Le petit village ombrien de Corciano conserve dans l’église de Santa Maria Assunta un chef-d’œuvre de Pietro Vannucci dit Perugino (Città della Pieve, vers 1450 - Fontignano, 1523). De nombreux touristes viennent ici exprès pour admirer l’une des peintures de l’artiste dans la région en dehors de la capitale, la Pala dell’Assunta, qui, après plus de cinq cents ans, est toujours conservée dans le lieu pour lequel elle a été réalisée. Et la relation que l’œuvre entretient avec les citoyens est très étroite: ils lui sont encore très attachés et même, lorsqu’elle a été restaurée entre 2003 et 2004, puis démontée et transportée à l’atelier, certains fidèles ont versé des larmes parce que, lorsqu’ils entraient dans l’église pour venir prier, ils n’avaient plus leur Vierge à qui s’adresser. On peut donc imaginer la joie et la fête avec lesquelles le retable a été accueilli à son retour. Placé en hauteur sur le maître-autel de l’église, l’œuvre illumine aujourd’hui la pièce de ses couleurs vives et de son grand cadre architectural bleu et or qui renferme le panneau principal et les deux prédelles.

Le Retable de l’Assomption, également connu sous le nom de Retable de Corciano, est donc composé de trois éléments: le panneau central représentant la scène de l’Assomption de la Vierge et les deux prédelles inférieures représentant l’Annonciation et l’Adoration des bergers. L’Annonciation de la prédelle de gauche est placée dans une structure architecturale parfaitement divisée en deux par une colonne, sur les côtés de laquelle le Pérugin place symétriquement l’Ange annonciateur d’un côté et la Vierge annonciatrice de l’autre, tandis qu’à l’arrière-plan est peint un paysage avec de douces collines et deux jeunes arbres presque stylisés, eux aussi disposés symétriquement. L’Adoration des bergers dans la prédelle de droite, en revanche, se déroule dans un paysage naturel ponctué, derrière la Sainte Famille et les bergers au premier plan, par une haute structure en bois dont on ne voit toutefois pas la partie supérieure. Au centre, l’Enfant Jésus est représenté dans une pose qui rappelle celle de l’Enfant de l’Adoration des bergers de la Galerie nationale d’Ombrie, avec sa petite tête tournée vers l’observateur, le corps presque sur le côté, le coude appuyé sur le sol pour se soutenir et la main opposée sur la jambe pliée.

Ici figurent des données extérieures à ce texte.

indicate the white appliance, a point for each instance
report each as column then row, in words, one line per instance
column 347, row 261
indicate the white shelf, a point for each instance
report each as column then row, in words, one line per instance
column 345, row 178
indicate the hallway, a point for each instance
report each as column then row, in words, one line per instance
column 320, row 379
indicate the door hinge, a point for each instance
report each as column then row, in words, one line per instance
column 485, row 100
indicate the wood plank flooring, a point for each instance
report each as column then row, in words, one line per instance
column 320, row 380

Derrière, le bœuf et l’âne d’un côté, de l’autre un berger avec son troupeau, la colombe de l’Esprit Saint descendant au centre et un ange en vol venant de l’angle gauche de la scène.

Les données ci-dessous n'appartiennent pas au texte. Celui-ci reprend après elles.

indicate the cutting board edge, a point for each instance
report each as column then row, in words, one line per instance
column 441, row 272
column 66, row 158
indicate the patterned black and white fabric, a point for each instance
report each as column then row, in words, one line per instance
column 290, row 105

Pérugin, Assomption de la Vierge, Retable de Corciano (1512 ; tempera sur panneau, 226 x 146 cm, les deux panneaux de la prédelle 31 x 78 cm ; Corciano, Santa Maria Assunta)
Pérugin, Assomption de la Vierge, Retable de Corciano (1512 ; tempera sur panneau, 226 x 146 cm, les deux panneaux de la prédelle 31 x 78 cm ; Corciano, Santa Maria Assunta)
Le retable de Corciano dans l'église Santa Maria Assunta
Le retable de Corciano dans l’église Santa Maria Assunta

Le panneau principal a pour arrière-plan les douces collines de l’Ombrie qui descendent en pente douce jusqu’à s’effacer presque complètement pour donner une impression de profondeur au paysage, qui est plus défini pour les collines les plus proches et plus flou au fur et à mesure que l’on s’éloigne vers l’horizon. Et au sommet, un ciel bleu limpide. La scène se déroule sur deux niveaux différents mais interconnectés. La partie inférieure est peuplée des douze apôtres disposés en deux groupes, l’un de six et l’autre de cinq, debout, et le douzième, au centre, agenouillé. Ce dernier est saint Thomas, reconnaissable à la ceinture de la Vierge qu’il porte au bras (dans les Évangiles apocryphes, on raconte en effet que la Vierge, après l’Assomption, a donné la ceinture à l’apôtre). Tous regardent vers le haut avec des expressions émerveillées : la plupart prient les mains croisées ou jointes, mais il y a aussi ceux qui lèvent le regard en portant une main à la hanche ou ceux qui accompagnent leur émerveillement d’un geste.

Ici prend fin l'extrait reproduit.